Argumentos do Brasil contra as tarifas
O argumento do Brasil é que o país tem déficit no comércio com os EUA e que não impõe tarifas aos produtos americanos que justifiquem as sanções. Um dos pontos que mais causou contrariedade aos integrantes do governo foi a citação ao Pix. Segundo o USTR, o Banco Central favorece o sistema de pagamentos ao atuar simultaneamente como regulador e proprietário da plataforma, impor seu uso e limitar taxas cobradas por concorrentes americanos.
Coerção dos EUA sobre o Pix
O governo brasileiro não vê prejuízo imediato ao Pix a partir da conclusão da investigação comercial dos Estados Unidos, mas uma “coerção” da Casa Branca para acabar com a gratuidade e o arranjo público do produto. Essa coerção, segundo interlocutores, tem origem no lobby de empresas americanas de cartão e do setor de stablecoins, que veem o Pix como ameaça, até porque tem servido como modelo para outros BCs ao redor do mundo.

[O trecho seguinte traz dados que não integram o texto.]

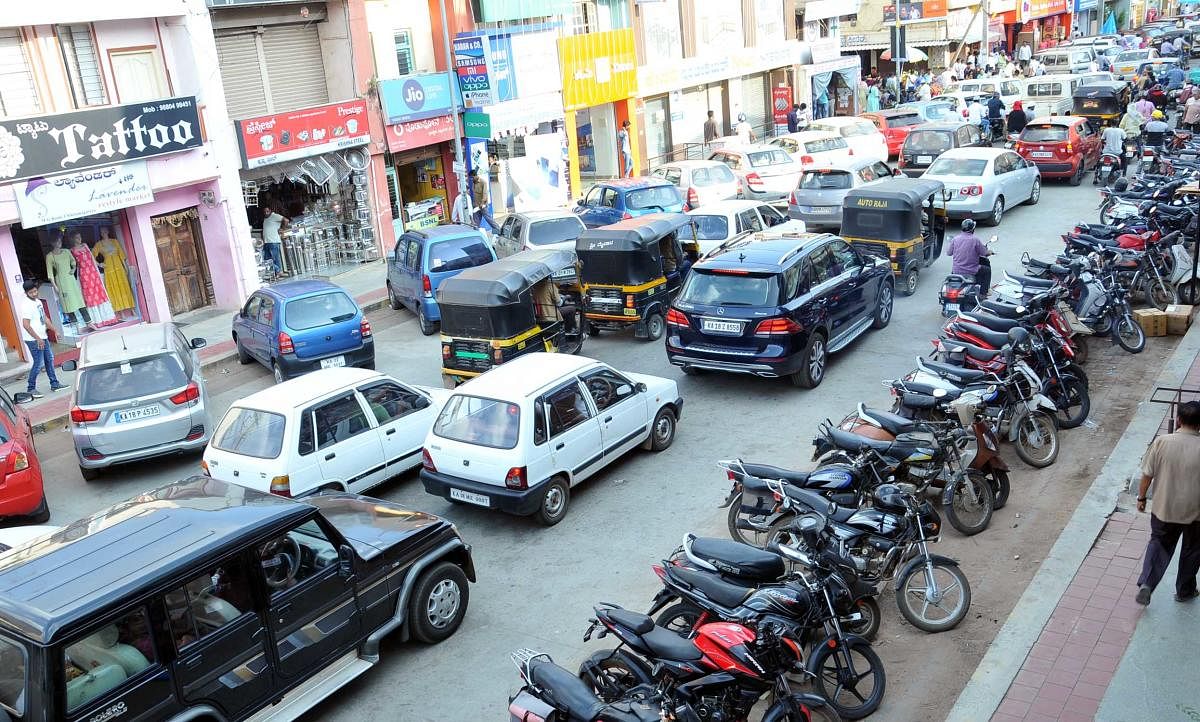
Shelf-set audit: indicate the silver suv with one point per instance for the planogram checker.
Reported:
(138, 395)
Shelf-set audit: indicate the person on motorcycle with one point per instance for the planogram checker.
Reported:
(966, 250)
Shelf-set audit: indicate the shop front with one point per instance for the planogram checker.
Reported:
(125, 235)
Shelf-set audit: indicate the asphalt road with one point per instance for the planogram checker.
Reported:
(537, 585)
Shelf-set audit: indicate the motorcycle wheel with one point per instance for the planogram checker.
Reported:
(612, 673)
(1129, 334)
(916, 609)
(841, 673)
(1037, 439)
(971, 504)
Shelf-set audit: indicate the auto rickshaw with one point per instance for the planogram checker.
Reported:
(491, 314)
(630, 271)
(1103, 102)
(903, 220)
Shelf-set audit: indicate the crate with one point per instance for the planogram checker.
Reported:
(1179, 318)
(1152, 320)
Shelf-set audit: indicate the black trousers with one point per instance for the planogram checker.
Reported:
(1163, 539)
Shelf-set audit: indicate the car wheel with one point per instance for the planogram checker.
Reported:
(555, 501)
(438, 602)
(811, 373)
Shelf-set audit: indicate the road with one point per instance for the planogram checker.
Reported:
(537, 585)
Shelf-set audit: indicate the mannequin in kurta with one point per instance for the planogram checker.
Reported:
(111, 254)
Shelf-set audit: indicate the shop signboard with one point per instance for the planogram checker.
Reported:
(53, 144)
(270, 139)
(53, 198)
(415, 97)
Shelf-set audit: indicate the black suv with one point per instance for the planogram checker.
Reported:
(775, 305)
(210, 601)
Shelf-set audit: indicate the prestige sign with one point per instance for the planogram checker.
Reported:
(51, 144)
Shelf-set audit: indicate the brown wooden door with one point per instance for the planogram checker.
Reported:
(183, 268)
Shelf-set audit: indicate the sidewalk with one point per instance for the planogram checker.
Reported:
(365, 283)
(1077, 645)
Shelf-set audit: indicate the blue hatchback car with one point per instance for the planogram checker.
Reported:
(423, 259)
(297, 326)
(613, 200)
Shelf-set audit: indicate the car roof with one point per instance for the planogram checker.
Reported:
(121, 344)
(125, 551)
(525, 375)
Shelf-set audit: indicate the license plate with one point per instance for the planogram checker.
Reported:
(469, 498)
(135, 414)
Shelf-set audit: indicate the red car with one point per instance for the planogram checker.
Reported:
(21, 474)
(894, 125)
(1061, 146)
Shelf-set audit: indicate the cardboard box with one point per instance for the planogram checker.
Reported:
(1179, 318)
(1152, 320)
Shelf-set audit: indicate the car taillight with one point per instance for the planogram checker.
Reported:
(187, 395)
(516, 479)
(83, 415)
(775, 325)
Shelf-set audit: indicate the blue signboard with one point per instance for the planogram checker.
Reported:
(417, 97)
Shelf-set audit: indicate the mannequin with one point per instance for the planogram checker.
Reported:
(111, 254)
(60, 266)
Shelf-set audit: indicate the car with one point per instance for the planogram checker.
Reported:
(1061, 146)
(861, 134)
(982, 182)
(138, 395)
(777, 307)
(814, 148)
(298, 326)
(340, 428)
(203, 600)
(894, 125)
(423, 259)
(701, 181)
(766, 172)
(612, 200)
(537, 229)
(817, 196)
(724, 220)
(931, 139)
(517, 438)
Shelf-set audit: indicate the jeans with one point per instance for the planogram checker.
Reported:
(41, 356)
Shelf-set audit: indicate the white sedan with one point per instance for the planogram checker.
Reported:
(984, 181)
(719, 222)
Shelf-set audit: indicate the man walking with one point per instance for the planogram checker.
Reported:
(1171, 464)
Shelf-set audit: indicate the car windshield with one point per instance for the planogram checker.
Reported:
(945, 166)
(823, 180)
(130, 379)
(319, 311)
(483, 421)
(250, 432)
(661, 197)
(555, 230)
(712, 228)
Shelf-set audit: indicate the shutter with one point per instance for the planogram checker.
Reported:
(294, 67)
(754, 103)
(18, 96)
(241, 74)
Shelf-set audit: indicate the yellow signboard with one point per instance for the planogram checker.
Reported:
(598, 67)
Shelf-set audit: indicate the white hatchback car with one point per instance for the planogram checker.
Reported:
(335, 428)
(519, 437)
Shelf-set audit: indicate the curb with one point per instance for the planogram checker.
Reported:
(987, 687)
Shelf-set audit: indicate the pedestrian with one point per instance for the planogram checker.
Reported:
(1171, 464)
(33, 332)
(273, 245)
(627, 154)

“O papel duplo do Banco Central do Brasil como regulador e proprietário/operador do Pix cria um conflito de interesses, na ausência de salvaguardas processuais adequadas. O Banco Central tem atuado como regulador para desfavorecer os provedores de serviços de pagamento eletrônico dos EUA e privilegiar o Pix”, diz o documento do USTR.
Impacto limitado e possíveis desdobramentos
Analistas veem impacto limitado para o Brasil levando em conta a lista de exceções, mas alertam para os possíveis desdobramentos. A tarifa dos EUA contra Brasil pouparia café, carnes e aeronaves; veja produtos isentos. A investigação concluída pelo governo Trump prevê taxa de 25% sobre mercadorias, mas preserva produtos estratégicos e abre consulta pública antes de decisão final.

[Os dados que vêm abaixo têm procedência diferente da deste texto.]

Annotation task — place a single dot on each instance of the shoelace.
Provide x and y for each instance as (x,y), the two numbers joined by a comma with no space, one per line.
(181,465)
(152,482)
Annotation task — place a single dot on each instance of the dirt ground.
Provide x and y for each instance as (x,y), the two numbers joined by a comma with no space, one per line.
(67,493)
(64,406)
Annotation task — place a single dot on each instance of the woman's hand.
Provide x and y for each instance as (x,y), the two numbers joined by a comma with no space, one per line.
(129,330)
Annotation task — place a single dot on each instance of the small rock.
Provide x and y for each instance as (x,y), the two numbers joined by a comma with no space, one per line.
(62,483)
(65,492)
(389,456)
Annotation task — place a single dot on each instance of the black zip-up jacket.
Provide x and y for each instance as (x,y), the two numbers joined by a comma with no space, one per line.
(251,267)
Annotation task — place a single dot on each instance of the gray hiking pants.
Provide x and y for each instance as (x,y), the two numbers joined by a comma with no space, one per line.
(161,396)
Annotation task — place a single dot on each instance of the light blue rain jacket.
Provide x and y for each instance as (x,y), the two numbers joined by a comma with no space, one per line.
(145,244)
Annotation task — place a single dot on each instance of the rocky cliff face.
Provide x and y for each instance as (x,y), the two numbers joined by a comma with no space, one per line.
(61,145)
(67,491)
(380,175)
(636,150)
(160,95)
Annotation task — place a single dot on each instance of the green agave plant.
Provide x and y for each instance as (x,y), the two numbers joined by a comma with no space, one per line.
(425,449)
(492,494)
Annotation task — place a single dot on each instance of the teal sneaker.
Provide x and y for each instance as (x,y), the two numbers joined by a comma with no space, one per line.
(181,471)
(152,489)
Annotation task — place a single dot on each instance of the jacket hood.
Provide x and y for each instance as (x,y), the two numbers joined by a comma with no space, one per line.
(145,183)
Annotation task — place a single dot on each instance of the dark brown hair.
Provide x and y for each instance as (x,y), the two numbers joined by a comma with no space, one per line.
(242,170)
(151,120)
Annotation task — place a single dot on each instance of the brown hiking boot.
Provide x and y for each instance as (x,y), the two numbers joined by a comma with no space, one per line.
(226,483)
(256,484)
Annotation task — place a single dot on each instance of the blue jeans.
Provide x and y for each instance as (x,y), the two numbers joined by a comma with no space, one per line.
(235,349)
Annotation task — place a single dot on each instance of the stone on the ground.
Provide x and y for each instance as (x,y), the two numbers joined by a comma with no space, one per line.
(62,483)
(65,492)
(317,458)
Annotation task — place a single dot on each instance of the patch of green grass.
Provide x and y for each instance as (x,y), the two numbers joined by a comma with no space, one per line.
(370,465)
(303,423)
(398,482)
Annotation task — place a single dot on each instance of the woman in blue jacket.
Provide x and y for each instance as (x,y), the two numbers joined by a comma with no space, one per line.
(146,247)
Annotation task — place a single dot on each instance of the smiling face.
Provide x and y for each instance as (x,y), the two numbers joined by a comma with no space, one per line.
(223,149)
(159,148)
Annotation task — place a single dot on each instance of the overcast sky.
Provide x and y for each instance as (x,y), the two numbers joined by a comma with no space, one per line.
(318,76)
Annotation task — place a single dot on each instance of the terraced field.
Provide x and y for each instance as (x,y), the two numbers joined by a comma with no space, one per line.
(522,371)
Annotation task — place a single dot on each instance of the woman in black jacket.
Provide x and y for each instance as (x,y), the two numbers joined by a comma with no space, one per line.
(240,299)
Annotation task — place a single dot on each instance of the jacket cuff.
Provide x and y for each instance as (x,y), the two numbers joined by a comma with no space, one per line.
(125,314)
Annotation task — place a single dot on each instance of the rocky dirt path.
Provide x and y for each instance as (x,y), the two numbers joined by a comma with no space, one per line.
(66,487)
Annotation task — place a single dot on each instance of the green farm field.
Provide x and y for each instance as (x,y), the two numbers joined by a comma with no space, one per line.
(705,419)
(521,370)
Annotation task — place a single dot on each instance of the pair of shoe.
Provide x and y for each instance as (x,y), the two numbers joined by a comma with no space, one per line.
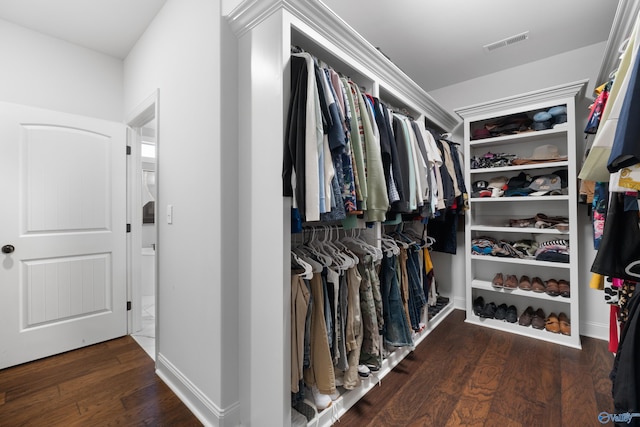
(558,324)
(510,282)
(533,318)
(492,311)
(321,400)
(552,287)
(507,313)
(486,311)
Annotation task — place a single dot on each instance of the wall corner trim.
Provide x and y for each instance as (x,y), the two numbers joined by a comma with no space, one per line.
(201,406)
(317,16)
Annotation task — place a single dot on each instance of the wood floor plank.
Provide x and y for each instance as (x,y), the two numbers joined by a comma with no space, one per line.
(102,385)
(461,374)
(477,395)
(470,375)
(529,388)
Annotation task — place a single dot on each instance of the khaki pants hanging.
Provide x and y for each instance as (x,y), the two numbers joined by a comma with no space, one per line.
(320,372)
(299,303)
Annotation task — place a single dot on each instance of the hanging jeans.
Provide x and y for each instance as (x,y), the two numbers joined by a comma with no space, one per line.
(320,371)
(404,281)
(340,354)
(417,298)
(351,377)
(300,298)
(396,331)
(370,352)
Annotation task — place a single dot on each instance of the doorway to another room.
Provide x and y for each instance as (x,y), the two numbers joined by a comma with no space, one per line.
(144,231)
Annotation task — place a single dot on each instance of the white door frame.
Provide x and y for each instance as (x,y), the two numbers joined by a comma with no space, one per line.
(141,115)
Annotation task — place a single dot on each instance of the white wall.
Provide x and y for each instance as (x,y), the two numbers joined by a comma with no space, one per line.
(42,71)
(180,54)
(559,69)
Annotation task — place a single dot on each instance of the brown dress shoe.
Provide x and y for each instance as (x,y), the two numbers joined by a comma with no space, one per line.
(526,316)
(498,281)
(552,324)
(552,288)
(539,319)
(563,288)
(565,324)
(537,285)
(511,282)
(525,283)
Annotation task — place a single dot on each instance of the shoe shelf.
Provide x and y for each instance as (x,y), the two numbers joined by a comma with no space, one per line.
(514,168)
(549,151)
(487,286)
(518,199)
(520,230)
(522,261)
(528,331)
(530,137)
(349,398)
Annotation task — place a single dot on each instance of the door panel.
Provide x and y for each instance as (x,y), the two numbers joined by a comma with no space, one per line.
(64,211)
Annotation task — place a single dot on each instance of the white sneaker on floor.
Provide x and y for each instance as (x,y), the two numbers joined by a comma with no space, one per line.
(322,401)
(363,371)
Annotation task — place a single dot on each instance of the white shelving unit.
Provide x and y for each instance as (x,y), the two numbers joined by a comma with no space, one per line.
(265,32)
(489,216)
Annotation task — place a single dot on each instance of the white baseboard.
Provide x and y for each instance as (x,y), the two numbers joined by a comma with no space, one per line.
(459,303)
(202,407)
(595,330)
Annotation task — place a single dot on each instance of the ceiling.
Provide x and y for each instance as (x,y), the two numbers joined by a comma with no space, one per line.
(108,26)
(436,43)
(440,42)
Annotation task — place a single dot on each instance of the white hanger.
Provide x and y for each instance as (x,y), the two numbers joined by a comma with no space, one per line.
(308,269)
(630,266)
(316,267)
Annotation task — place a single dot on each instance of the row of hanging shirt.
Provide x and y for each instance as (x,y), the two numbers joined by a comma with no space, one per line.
(347,154)
(613,162)
(361,295)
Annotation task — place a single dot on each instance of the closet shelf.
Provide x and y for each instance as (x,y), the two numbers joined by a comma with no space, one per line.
(349,398)
(514,199)
(532,166)
(519,230)
(522,261)
(528,331)
(531,137)
(487,286)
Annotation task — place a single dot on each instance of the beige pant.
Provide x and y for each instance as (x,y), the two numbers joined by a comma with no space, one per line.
(299,303)
(321,371)
(351,377)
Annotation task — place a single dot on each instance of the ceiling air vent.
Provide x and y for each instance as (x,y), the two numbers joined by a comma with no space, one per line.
(506,42)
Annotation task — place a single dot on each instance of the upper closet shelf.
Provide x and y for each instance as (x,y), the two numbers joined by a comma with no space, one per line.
(318,29)
(533,136)
(625,17)
(519,167)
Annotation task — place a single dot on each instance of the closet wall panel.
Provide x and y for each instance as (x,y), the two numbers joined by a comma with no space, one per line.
(266,30)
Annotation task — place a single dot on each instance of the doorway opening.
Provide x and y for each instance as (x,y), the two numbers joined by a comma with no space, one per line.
(143,239)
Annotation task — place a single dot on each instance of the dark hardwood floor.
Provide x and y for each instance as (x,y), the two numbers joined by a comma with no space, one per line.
(460,375)
(107,384)
(467,375)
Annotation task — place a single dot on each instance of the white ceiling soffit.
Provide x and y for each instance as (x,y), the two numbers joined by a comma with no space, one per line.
(440,43)
(107,26)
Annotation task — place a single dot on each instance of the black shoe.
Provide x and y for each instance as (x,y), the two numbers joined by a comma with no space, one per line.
(478,305)
(488,311)
(501,312)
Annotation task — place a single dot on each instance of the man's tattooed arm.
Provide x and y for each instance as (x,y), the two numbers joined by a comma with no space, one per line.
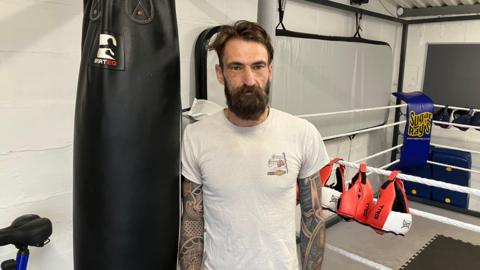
(312,233)
(192,228)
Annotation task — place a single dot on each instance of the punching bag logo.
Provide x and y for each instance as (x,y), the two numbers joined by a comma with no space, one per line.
(108,54)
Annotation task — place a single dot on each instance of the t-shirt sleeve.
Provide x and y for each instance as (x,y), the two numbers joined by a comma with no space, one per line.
(190,167)
(315,154)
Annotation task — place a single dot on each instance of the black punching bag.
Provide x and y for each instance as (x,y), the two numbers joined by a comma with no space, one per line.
(127,137)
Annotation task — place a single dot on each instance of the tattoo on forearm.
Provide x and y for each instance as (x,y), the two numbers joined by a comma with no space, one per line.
(312,234)
(192,229)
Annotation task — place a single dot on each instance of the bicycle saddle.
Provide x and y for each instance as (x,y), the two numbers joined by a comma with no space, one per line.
(27,230)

Pessoas que vinham acompanhando de perto a investigação notam que, no caso do Pix, não seria possível uma intervenção americana ou algo do tipo sobre a inovação brasileira. Mas acreditam que, ao colocar o Pix como um dos fatores que levam a uma concorrência desleal no comércio, a intenção é que a imposição de novas tarifas seja uma forma de forçar uma mudança na governança do meio de pagamento para um modelo privado, baseado também na avaliação de que o Banco Central não terá recursos para manter esse desenho por muito tempo.
Proteção constitucional do Pix
Hoje, o arcabouço do Pix, que estabelece a infraestrutura pública gerenciada e operada pelo BC e gratuita para os consumidores, é garantido apenas por uma resolução do BC. Dentro da Proposta de Emenda à Constituição (PEC) que amplia a autonomia do órgão foi incluído um dispositivo que colocaria esse arranjo na Constituição – dificultando mudanças.

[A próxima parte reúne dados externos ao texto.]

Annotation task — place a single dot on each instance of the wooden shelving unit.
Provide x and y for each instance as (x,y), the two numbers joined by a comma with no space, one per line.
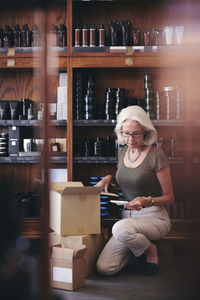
(125,67)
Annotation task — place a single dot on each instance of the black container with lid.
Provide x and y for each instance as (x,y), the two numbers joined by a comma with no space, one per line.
(98,149)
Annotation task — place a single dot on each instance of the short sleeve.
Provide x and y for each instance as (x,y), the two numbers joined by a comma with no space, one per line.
(120,154)
(158,159)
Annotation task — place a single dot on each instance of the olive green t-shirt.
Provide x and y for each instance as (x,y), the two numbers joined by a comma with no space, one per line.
(141,180)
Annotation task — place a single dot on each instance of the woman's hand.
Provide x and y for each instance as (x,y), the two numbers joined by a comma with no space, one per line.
(105,182)
(137,203)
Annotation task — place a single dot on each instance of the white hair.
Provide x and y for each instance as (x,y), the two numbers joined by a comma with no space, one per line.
(136,113)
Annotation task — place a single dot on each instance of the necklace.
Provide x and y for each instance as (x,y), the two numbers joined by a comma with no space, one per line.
(129,158)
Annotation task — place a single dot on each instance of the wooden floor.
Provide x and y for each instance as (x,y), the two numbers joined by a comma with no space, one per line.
(178,279)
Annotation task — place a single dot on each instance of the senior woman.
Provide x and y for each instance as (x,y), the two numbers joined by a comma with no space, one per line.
(143,175)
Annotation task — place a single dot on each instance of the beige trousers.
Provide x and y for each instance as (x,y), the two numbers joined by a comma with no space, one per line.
(130,238)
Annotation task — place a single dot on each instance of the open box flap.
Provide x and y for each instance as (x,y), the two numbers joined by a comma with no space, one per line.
(82,190)
(68,253)
(60,186)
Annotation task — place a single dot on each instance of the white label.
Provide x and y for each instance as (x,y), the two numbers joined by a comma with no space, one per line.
(62,274)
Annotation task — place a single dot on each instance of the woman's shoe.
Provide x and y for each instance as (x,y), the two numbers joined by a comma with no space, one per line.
(148,268)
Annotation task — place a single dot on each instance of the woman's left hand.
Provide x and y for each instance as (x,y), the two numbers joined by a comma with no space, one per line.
(136,203)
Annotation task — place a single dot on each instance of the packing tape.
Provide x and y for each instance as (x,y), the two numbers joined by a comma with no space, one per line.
(82,197)
(80,231)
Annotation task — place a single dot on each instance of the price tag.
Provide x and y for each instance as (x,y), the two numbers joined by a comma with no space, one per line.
(129,62)
(129,50)
(10,62)
(11,52)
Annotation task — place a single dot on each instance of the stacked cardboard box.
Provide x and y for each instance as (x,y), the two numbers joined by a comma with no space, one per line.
(75,220)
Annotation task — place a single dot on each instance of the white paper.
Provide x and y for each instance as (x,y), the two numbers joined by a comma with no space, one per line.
(58,175)
(62,274)
(118,202)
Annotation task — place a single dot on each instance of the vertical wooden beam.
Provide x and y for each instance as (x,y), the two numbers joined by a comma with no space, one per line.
(69,92)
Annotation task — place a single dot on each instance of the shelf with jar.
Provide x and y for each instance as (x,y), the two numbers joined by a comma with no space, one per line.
(22,36)
(114,28)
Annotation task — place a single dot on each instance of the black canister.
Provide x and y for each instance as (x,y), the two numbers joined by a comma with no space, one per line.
(85,35)
(35,36)
(8,37)
(102,35)
(1,37)
(92,35)
(98,149)
(17,36)
(62,36)
(77,36)
(26,36)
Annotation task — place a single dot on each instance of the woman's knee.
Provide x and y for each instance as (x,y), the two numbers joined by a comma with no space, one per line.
(103,268)
(120,230)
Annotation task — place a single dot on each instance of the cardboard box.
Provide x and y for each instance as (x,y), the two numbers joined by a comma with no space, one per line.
(68,268)
(74,208)
(93,242)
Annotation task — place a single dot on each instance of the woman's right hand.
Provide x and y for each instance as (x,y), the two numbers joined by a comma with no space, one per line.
(105,182)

Reação do governo brasileiro
Por outro lado, há um entendimento de que a proposta de sanção poderia ser muito pior, com uma tarifa mais alta do que a de 25%. Também foram louvadas por membros do governo brasileiro as exceções e a menção à possibilidade de um acordo. Outro ponto destacado foram as referências às negociações recentes. No encontro entre os presidentes Luiz Inácio Lula da Silva e Donald Trump no dia 7 de maio, foi acertada a criação de um grupo de trabalho com integrantes dos governos dos dois países para discutir as tarifas praticadas no comércio entre Brasil e Estados Unidos. De acordo com um integrante do governo brasileiro, na primeira reunião os americanos já avisaram que as investigações com base na Seção 301 seriam concluídas no começo de junho.